• 29 November 2024

Jalan Panjang menuju Swasembada Gula

uploads/news/2021/01/jalan-panjang-menuju-swasembada-55317b8b2b3c57a.jpg

Oleh karena itu, swasembada ini tidak akan bisa dicapai meski dikerjakan hingga sepuluh tahun ke depan, Indonesia tidak akan sanggup.”

JAKARTA - Gula pasir atau gula tebu termasuk salah sumber pangan penting yang dibutuhkan masyarakat.

Menurut Prof. Dr. Nuri Andarwulan, pakar pangan dari Institut Pertanian Bogor (IPB) University, kebutuhan gula konsumsi masyarakat Indonesia sekitar 6,5 juta ton per tahun, sementara produksi dalam negeri hanya mampu mencapai 2,3 juta ton.

Sehingga, demi mencukupi kebutuhan konsumsi, pemerintah Indonesia melakukan impor sebanyak 4,2 juta ton.

Baca juga: Molases Tebu Atasi Kelangkaan Alkohol

Di sisi lain, pemerintah memiliki rencana untuk swasembada gula.

Jika dilihat dari fakta dan data yang ada, mampukah Indonesia melakukan swasembada?

Lalu, upaya apa yang dapat dilakukan?

Prof. Nuri Andarwulan mengatakan, jika ingin swasembada gula, pemerintah harus punya program yang masif dan komprehensif, produksi harus digenjot luar biasa.
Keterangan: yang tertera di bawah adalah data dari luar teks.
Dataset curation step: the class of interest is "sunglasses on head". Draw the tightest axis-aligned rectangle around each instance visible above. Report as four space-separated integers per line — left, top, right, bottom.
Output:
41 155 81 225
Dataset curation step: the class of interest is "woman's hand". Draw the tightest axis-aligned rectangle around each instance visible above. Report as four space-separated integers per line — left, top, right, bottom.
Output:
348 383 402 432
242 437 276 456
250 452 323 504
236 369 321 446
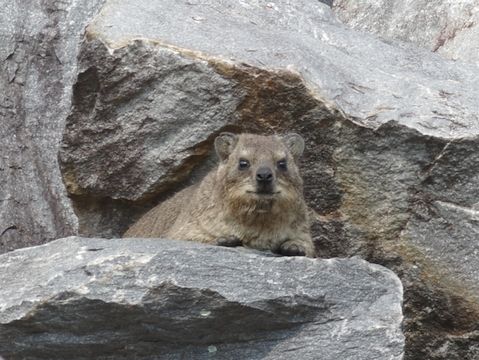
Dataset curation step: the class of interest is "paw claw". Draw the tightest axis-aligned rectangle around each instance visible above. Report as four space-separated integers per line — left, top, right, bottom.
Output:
279 242 306 256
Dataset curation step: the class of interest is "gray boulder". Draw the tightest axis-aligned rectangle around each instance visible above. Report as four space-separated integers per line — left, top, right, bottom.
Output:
0 237 404 360
333 0 479 65
0 0 479 360
0 0 103 253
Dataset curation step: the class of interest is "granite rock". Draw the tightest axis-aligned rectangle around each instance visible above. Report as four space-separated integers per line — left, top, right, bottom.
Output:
0 237 404 360
0 0 103 253
333 0 479 65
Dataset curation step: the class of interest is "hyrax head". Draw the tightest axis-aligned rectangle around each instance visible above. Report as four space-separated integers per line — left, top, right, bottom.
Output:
215 133 304 210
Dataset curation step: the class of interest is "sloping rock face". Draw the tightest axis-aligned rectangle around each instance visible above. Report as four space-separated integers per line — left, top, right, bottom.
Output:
0 0 103 253
333 0 479 65
0 237 404 360
0 0 479 360
56 0 479 360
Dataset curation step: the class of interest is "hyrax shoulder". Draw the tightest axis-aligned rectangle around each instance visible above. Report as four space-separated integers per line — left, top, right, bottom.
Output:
124 133 314 257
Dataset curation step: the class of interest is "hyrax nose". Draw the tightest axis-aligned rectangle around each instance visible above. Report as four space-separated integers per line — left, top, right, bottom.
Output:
256 166 273 184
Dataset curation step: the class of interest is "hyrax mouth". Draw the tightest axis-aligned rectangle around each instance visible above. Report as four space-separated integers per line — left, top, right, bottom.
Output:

Di Indonesia, hanya ada tiga industri yang mampu memproduksi gula dengan kualitas yang baik dari 41 industri yang ada.

Nah, hal lain yang perlu dipikirkan yaitu, kebutuhan bibit unggul tanaman tebu yang menghasilkan produktivitas tinggi dan tahan kekeringan dan yang lebih penting lagi adalah ketersediaan lahan.

Oleh karena itu, swasembada ini tidak akan bisa dicapai meski dikerjakan hingga sepuluh tahun ke depan, Indonesia tidak akan sanggup. Untuk mengeluarkan izin bibit unggul transgenik pun membutuhkan 10-15 tahun,” ujarnya dalam keterangan resmi IPB University.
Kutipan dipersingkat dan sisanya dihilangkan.